AEG Live 'ignored red flags' in Michael Jackson case
Michael Jackson's family claim AEG Live ignored ''red flags'' when they hired Dr. Conrad Murray to care for the King of Pop and allege they ignored his drug addiction.
Michael Jackson's family say concert promoters AEG Live ''ignored red flags'' when hiring Conrad Murray and sent the late King of Pop to his death.
As the first day of a $40 billion wrongful death lawsuit got under way in a Los Angeles courtroom yesterday (29.04.13), the family's lawyer Brian Panish claimed the company - who were behind the singer's ill-fated 'This Is It' comeback concerts before his death in June 2009 - failed to properly vet Michael's physician and ignored the 'Thriller' hitmaker's previous drug addiction in order to profit on his residence at The O2 in London.
Speaking in court, he said: ''When a red flag comes up, do you turn away or do you look into it? AEG ignored red flags and hired Dr. Murray.
''Michael Jackson, Dr. Conrad Murray and AEG Live each played a part in the ultimate result - the death of Michael Jackson.''
Murray - who has been stripped of his medical license - is currently serving a four-year jail sentence after being convicted of manslaughter for administering a lethal dose of Propofol, resulting in Michael's death from accidental overdose in June 2009.
The court also heard that AEG, amidst competition from other concert promoters, hastened the late singer's comeback for profit by having Dr.
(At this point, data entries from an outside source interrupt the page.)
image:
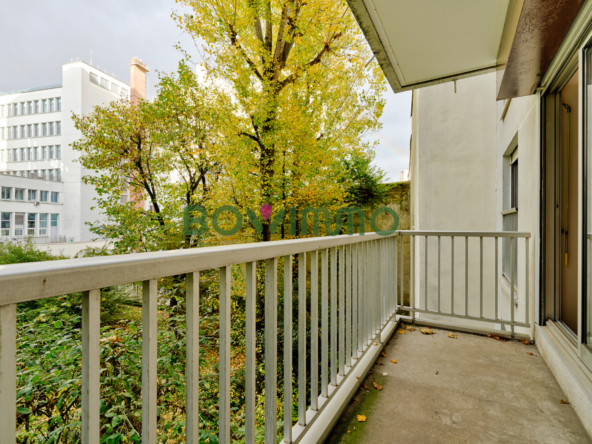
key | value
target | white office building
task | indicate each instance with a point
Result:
(41, 190)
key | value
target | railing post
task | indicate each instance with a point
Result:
(91, 358)
(149, 357)
(224, 365)
(270, 351)
(314, 330)
(192, 371)
(8, 374)
(302, 339)
(287, 354)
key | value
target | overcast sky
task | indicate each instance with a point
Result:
(38, 36)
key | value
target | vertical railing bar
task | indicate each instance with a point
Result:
(270, 351)
(496, 277)
(341, 349)
(512, 249)
(192, 366)
(149, 358)
(325, 323)
(481, 277)
(348, 307)
(334, 316)
(302, 339)
(452, 274)
(91, 353)
(355, 300)
(425, 302)
(526, 280)
(287, 350)
(224, 372)
(466, 275)
(8, 374)
(314, 333)
(439, 274)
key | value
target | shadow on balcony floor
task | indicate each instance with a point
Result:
(471, 389)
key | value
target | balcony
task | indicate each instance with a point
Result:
(352, 294)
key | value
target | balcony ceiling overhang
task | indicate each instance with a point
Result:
(425, 42)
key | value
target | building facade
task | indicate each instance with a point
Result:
(36, 131)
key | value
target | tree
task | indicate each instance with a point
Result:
(303, 92)
(163, 152)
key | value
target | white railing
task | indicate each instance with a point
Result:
(360, 277)
(356, 289)
(426, 296)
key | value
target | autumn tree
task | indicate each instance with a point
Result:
(163, 152)
(304, 94)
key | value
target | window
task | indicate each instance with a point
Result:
(42, 224)
(31, 222)
(5, 224)
(19, 223)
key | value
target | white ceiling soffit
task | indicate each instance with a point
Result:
(424, 42)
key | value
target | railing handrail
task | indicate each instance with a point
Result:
(523, 234)
(39, 280)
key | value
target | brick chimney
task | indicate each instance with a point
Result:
(138, 72)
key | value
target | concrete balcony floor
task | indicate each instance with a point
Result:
(472, 389)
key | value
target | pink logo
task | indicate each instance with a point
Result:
(265, 211)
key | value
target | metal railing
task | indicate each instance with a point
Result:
(357, 303)
(426, 297)
(356, 280)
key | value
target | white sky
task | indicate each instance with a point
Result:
(38, 36)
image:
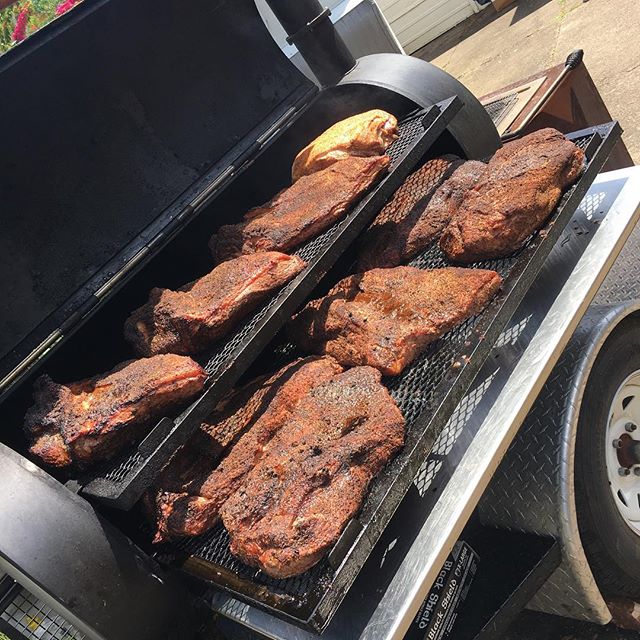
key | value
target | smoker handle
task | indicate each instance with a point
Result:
(574, 60)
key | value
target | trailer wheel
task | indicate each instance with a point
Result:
(607, 464)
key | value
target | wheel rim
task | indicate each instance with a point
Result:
(622, 448)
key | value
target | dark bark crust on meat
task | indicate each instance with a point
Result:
(416, 215)
(521, 186)
(92, 420)
(192, 488)
(302, 211)
(191, 319)
(293, 506)
(386, 317)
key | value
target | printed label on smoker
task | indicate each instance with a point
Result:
(439, 611)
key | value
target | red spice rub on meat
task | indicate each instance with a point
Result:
(94, 419)
(386, 317)
(521, 186)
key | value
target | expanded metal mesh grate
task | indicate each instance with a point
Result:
(499, 108)
(437, 376)
(37, 621)
(411, 130)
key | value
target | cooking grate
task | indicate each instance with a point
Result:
(35, 620)
(427, 392)
(121, 484)
(499, 108)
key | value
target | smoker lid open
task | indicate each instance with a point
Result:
(114, 117)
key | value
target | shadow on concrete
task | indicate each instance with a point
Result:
(538, 626)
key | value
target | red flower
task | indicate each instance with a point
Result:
(20, 30)
(63, 7)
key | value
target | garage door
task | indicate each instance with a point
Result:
(417, 22)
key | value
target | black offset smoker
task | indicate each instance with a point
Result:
(142, 128)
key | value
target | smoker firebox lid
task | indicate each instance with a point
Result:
(114, 118)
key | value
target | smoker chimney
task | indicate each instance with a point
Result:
(310, 29)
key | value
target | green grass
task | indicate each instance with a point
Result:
(41, 12)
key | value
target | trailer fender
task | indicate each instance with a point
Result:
(533, 489)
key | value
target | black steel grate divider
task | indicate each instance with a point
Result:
(121, 483)
(427, 392)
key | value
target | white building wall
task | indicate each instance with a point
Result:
(418, 22)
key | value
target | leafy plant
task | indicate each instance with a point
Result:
(41, 12)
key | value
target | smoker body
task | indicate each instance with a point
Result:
(164, 122)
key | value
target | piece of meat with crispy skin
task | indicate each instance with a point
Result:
(365, 134)
(191, 319)
(302, 211)
(191, 490)
(386, 317)
(94, 419)
(522, 185)
(416, 214)
(315, 473)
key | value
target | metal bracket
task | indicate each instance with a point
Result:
(309, 26)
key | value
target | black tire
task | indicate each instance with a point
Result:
(612, 548)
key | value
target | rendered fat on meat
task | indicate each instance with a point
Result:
(301, 212)
(94, 419)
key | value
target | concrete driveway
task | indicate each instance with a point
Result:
(491, 50)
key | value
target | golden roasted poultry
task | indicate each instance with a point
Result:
(365, 134)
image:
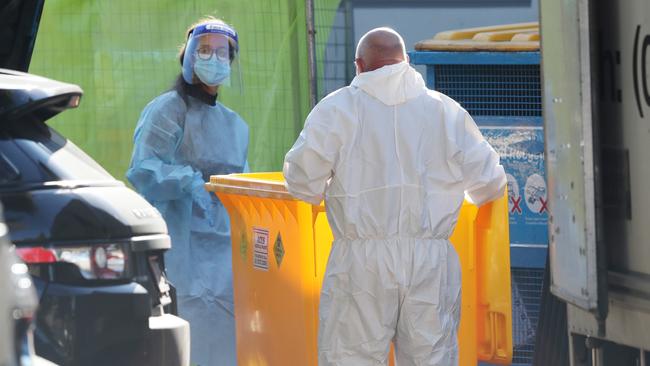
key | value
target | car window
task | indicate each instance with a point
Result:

Murray administer Michael drugs - despite his previous addiction troubles.
The lawyer alleged: ''You don't do that with white gloves. You do what you've got to do if you want to be number one in this rough business of concert promotions. There were no rules. It didn't matter what it took. They didn't care who got lost in the wash. Forget about helping Mr. Jackson. The show must go on.
''Over the years Michael's family and people who knew him believed he had a problem with prescription medication. His stirring voice, his musical genius, his creativity and his generosity and his huge heart was extinguished forever.''
The attorney exhibited evidence to support his claim the company were aware of Michael's issues, reading an email sent by AEG boss Randy Phillips about the 'Thriller' singer's drunken behaviour the night prior to his O2 residency announcement in March 2009.
The correspondence sent to the former head of AEG's parent company, Tim Leiweke, said: ''He is an emotionally paralysed mess riddled with self-loathing and doubt now that it's show time. He's scared to death.''
However, the organisation's lawyer Marvin Putman denied AEG was aware of Michael's use of Propofol and had no access to private information between him and his doctors.
He said: ''Michael Jackson fooled everyone. He made sure no one knew his deepest, darkest secrets.''
The trial is expected to last three months and it's thought several stars, including Michael's sister Janet Jackson, singer Diana Ross, filmmaker Spike Lee, musician Prince and music producer Quincy Jones could be called to the stand to give evidence.